Título: Combined strategies for improving production of a thermo-alkali stable laccase in Pichia pastoris
Fonte: Electron. j. biotechnol;28:7-13, July. 2017. tab, graf, ilus.
Idioma: en.
Projeto: National Natural Science Foundation of China; . Fundamental Research Funds for the Central Universities.
Resumo: Background: Laccases are copper-containing enzymes which have been used as green biocatalysts for many industrial processes. Although bacterial laccases have high stabilities which facilitate their application under harsh conditions, their activities and production yields are usually very low.

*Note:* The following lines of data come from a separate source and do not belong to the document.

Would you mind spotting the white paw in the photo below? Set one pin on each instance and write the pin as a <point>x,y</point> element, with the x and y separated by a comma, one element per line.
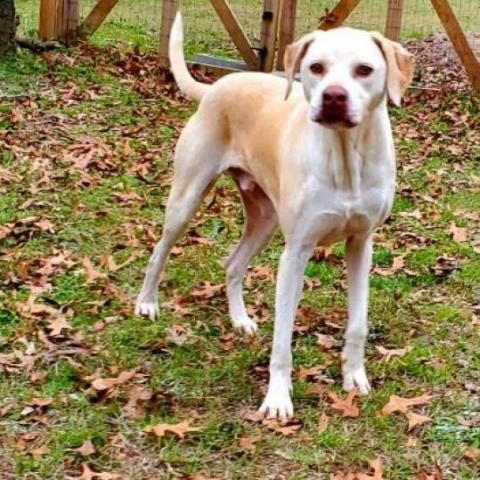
<point>247,325</point>
<point>147,308</point>
<point>277,404</point>
<point>356,377</point>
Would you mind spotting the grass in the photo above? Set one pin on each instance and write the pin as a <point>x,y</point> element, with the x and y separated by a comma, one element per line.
<point>137,23</point>
<point>78,104</point>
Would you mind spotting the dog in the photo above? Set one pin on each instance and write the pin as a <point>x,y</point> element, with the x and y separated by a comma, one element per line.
<point>315,157</point>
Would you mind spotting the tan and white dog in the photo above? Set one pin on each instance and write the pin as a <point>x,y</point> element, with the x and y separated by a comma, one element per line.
<point>316,158</point>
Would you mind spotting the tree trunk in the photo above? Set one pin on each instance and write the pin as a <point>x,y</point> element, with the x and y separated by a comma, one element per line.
<point>7,26</point>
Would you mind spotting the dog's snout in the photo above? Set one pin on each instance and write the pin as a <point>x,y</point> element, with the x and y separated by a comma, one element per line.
<point>335,96</point>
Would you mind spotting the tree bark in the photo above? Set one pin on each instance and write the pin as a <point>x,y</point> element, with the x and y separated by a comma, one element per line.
<point>7,26</point>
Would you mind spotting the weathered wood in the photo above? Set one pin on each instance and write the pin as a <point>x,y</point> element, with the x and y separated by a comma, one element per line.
<point>458,39</point>
<point>393,27</point>
<point>339,14</point>
<point>169,10</point>
<point>268,34</point>
<point>96,17</point>
<point>286,35</point>
<point>58,20</point>
<point>46,27</point>
<point>236,32</point>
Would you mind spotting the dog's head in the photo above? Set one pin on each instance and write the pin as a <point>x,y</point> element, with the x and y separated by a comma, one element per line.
<point>346,73</point>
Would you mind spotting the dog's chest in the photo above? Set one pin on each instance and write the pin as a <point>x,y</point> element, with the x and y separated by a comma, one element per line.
<point>337,215</point>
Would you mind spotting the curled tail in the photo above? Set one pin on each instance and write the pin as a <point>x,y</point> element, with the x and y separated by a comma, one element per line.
<point>185,81</point>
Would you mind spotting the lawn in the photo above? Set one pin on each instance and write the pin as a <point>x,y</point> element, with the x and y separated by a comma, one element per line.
<point>86,141</point>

In this work, we attempt to use a combinatorial strategy, including site-directed mutagenesis, codon and cultivation optimization, for improving the productivity of a thermo-alkali stable bacterial laccase in Pichia pastoris. Results: A D500G mutant of Bacillus licheniformis LS04 laccase, which was constructed by site-directed mutagenesis, demonstrated 2.1-fold higher activity when expressed in P. pastoris. The D500G variant retained similar catalytic characteristics to the wild-type laccase, and could efficiently decolorize synthetic dyes at alkaline conditions. Various cultivation factors such as medium components, pH and temperature were investigated for their effects on laccase expression. After cultivation optimization, a laccase activity of 347 ± 7 U/L was finally achieved for D500G after 3 d of induction, which was about 9.3 times higher than that of wild-type enzyme. The protein yield under the optimized conditions was about 59 mg/L for D500G. Conclusions: The productivity of the thermo-alkali stable laccase from B. licheniformis expressed in P. pastoris was significantly improved through the combination of site-directed mutagenesis and optimization of the cultivation process. The mutant enzyme retains good stability under high temperature and alkaline conditions, and is a good candidate for industrial application in dye decolorization.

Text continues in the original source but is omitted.